W Illinois około 6,000 rocznie osób nabawiło się sepsy, a 1 na 5 osób nie przeżyła, zgodnie z analizą Definitive.

Do sepsy najczęściej dochodzi w warunkach oddziału intensywnej terapii. Dzieje się tak ze względu na ciężki stan przebywających tam chorych oraz liczbę wykonywanych inwazyjnych procedur medycznych niezbędnych w procesie terapeutycznym. Poza szpitalem sepsa dotyka głównie dzieci i młodzież oraz osoby starsze i osłabione. Szczególnie narażone są osoby przebywające przez długi okres w dużych skupiskach ludzkich, takich właśnie jak domy opieki.

Sepsa (posocznica) to specyficzna reakcja organizmu na zakażenie. Nie jest samodzielną jednostką chorobową, a obecnie definiuje się ją jako zagrażającą życiu dysfunkcję narządową spowodowaną zaburzoną regulacją odpowiedzi ustroju na zakażenie. Dawniej sepsą nazywano zespół ogólnoustrojowej reakcji zapalnej (SIRS) wywołany zakażeniem.

Leczenie sepsy jest długotrwałe i obarczone dużym ryzykiem niepowodzenia. Powinno się odbywać na oddziałach intensywnej terapii, gdzie pacjentowi można zapewnić odpowiednią opiekę. Jest długotrwałe, wymagające dużych nakładów finansowych i obarczone dużą śmiertelnością.

Przepisy federalne wymagają, aby domy opieki czy spokojnej starości przyjęły rygorystyczne standardy kontroli zakażeń, aby zminimalizować liczbę zachorowań. Z wielu złożonych pozwów wynika, że odleżyny i inne powszechne infekcje spowodowały poważną chorobę lub doprowadziły do śmierci. Do sądów w powiecie Cook wpłynęło więcej takich pozwów niż w jakimkolwiek innym podobnym obszarze metropolitarnym.

Z raportów sporządzonych po inspekcji przeprowadzonej przez Centers for Medicare & Medicaid Services - CMS wynika, że od 2015 roku 94 procent domów opieki działających w Illinois odnotowało co najmniej jedno odniesienie do warunków zwiększających ryzyko zakażenia. Dotyczy to opieki związanej z odleżynami, cewnikami, rurkami do karmienia oraz ogólnym programem kontroli zakażeń w ośrodkach.

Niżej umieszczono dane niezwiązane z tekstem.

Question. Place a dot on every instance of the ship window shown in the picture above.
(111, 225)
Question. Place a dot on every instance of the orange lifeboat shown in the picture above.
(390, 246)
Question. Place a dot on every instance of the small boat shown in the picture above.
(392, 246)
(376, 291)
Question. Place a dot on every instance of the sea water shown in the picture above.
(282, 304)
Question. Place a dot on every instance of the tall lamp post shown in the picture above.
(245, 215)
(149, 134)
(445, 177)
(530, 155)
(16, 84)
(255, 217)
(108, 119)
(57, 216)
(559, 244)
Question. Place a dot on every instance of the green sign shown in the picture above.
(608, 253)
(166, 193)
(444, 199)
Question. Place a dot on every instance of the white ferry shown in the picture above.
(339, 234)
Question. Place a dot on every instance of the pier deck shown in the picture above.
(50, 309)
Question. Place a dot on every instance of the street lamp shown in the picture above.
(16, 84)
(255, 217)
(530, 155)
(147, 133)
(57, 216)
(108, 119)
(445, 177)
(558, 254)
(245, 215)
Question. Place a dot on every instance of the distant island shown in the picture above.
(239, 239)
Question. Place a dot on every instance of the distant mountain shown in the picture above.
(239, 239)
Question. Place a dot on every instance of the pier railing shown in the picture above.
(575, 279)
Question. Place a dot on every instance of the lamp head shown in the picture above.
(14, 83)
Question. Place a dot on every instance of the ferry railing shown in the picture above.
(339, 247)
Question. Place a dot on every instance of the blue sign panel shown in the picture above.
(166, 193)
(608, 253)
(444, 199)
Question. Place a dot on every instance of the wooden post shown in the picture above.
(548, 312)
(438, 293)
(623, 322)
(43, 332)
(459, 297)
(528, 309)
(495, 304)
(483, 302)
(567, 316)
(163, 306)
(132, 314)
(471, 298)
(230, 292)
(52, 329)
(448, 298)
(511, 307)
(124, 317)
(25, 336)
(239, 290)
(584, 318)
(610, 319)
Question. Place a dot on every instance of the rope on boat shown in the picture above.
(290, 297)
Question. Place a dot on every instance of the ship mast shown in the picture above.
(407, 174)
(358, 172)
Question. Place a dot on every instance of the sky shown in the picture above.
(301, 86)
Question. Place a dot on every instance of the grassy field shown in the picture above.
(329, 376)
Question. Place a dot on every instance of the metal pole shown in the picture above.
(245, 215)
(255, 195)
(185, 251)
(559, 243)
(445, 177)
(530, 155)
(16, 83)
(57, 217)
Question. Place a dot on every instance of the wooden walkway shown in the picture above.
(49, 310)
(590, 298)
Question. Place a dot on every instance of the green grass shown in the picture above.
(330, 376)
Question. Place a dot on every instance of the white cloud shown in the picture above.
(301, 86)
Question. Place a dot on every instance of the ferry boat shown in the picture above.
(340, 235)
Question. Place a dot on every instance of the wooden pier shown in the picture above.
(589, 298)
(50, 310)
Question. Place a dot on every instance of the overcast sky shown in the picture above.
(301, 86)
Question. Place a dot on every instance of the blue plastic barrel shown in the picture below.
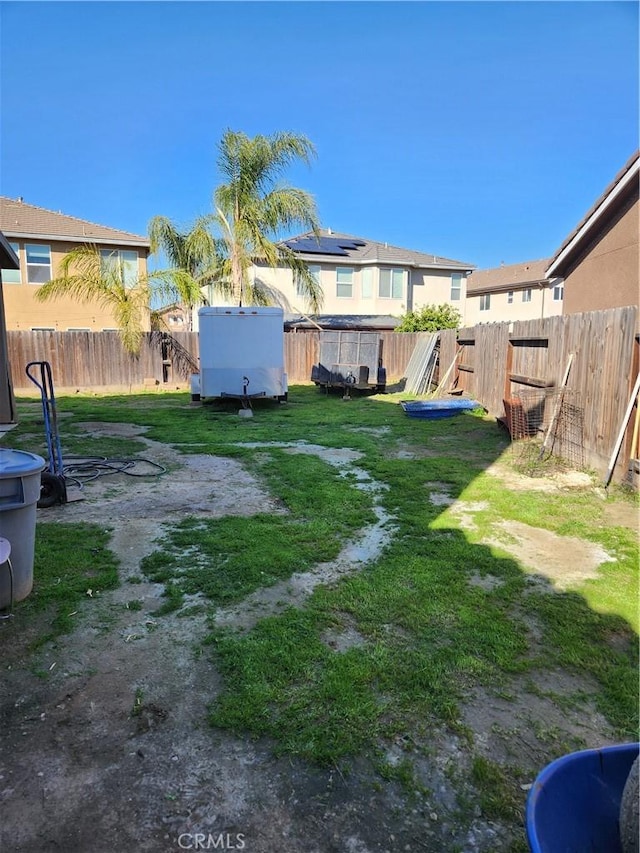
(574, 804)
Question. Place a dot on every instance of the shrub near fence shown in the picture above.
(491, 362)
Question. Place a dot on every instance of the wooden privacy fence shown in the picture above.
(492, 362)
(87, 360)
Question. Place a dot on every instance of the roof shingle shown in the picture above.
(504, 277)
(18, 219)
(373, 252)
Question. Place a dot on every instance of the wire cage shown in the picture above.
(547, 422)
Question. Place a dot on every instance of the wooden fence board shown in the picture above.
(601, 374)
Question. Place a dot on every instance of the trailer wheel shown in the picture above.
(51, 490)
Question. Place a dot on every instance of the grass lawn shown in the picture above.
(444, 614)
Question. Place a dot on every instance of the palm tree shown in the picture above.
(87, 276)
(192, 256)
(251, 209)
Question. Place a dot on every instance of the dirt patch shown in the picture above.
(106, 745)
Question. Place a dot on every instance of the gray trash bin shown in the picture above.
(19, 493)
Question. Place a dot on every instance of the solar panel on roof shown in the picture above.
(324, 245)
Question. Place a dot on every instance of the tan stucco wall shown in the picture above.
(426, 288)
(606, 274)
(500, 311)
(24, 312)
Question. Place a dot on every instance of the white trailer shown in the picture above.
(241, 353)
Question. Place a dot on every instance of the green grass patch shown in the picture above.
(72, 565)
(226, 559)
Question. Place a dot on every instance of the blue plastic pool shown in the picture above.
(574, 804)
(431, 409)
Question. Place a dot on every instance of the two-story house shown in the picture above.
(40, 238)
(365, 277)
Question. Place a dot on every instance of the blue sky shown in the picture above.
(480, 131)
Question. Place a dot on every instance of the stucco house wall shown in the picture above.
(24, 312)
(605, 275)
(29, 228)
(419, 288)
(600, 259)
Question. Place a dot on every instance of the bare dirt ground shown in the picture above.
(80, 773)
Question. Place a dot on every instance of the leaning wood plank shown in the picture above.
(438, 390)
(623, 429)
(558, 406)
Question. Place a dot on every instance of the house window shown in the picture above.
(391, 284)
(456, 286)
(38, 263)
(367, 283)
(344, 281)
(12, 276)
(122, 261)
(314, 270)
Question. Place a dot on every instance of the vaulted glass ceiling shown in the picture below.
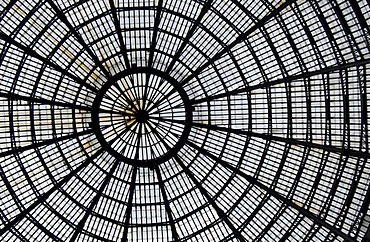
(137, 120)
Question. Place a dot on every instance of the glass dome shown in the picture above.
(193, 120)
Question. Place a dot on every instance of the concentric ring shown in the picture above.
(128, 112)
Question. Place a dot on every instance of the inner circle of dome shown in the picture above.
(127, 112)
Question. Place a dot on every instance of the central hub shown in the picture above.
(142, 117)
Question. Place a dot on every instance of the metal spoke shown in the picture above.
(272, 192)
(344, 151)
(210, 200)
(129, 204)
(166, 204)
(94, 201)
(45, 142)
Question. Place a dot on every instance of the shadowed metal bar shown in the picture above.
(211, 201)
(46, 61)
(283, 80)
(166, 204)
(45, 142)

"Małe infekcje przechodzą w wielkie i zabijają ludzi w domach opieki" - powiedział William Dean, prawnik z Miami, który ma ponad dwadzieścia lat doświadczeń w sprawach dotyczących domów opieki.

Rzecznicy pensjonariuszy zwracają uwagę na kiepski poziom zatrudnienia. Zbyt mała liczba pielęgniarek i pomocników medycznych zwiększa ryzyko szeregu problemów związanych z bezpieczeństwem. Często dochodzi do upadków starszych osób, pojawiają się u nich odleżyny i zakażenia, które mogą doprowadzić do wstrząsu septycznego, powodującego, że ciśnienie krwi gwałtownie spada, a narządy przestają pracować.

Poziom kadry pielęgniarek i opiekunów w domach opieki w Illinois należy do najniższych w kraju. W sześciu powiatach rejonu Chicago w 78 procentach placówek liczba pracowników jest poniżej średniej krajowej.

Matt Hartman, dyrektor wykonawczy Illinois Health Care Association, stowarzyszenia które reprezentuje ponad 500 domów opieki, przyznał, że braki kadrowe to problem, który obniża jakość opieki pielęgniarskiej.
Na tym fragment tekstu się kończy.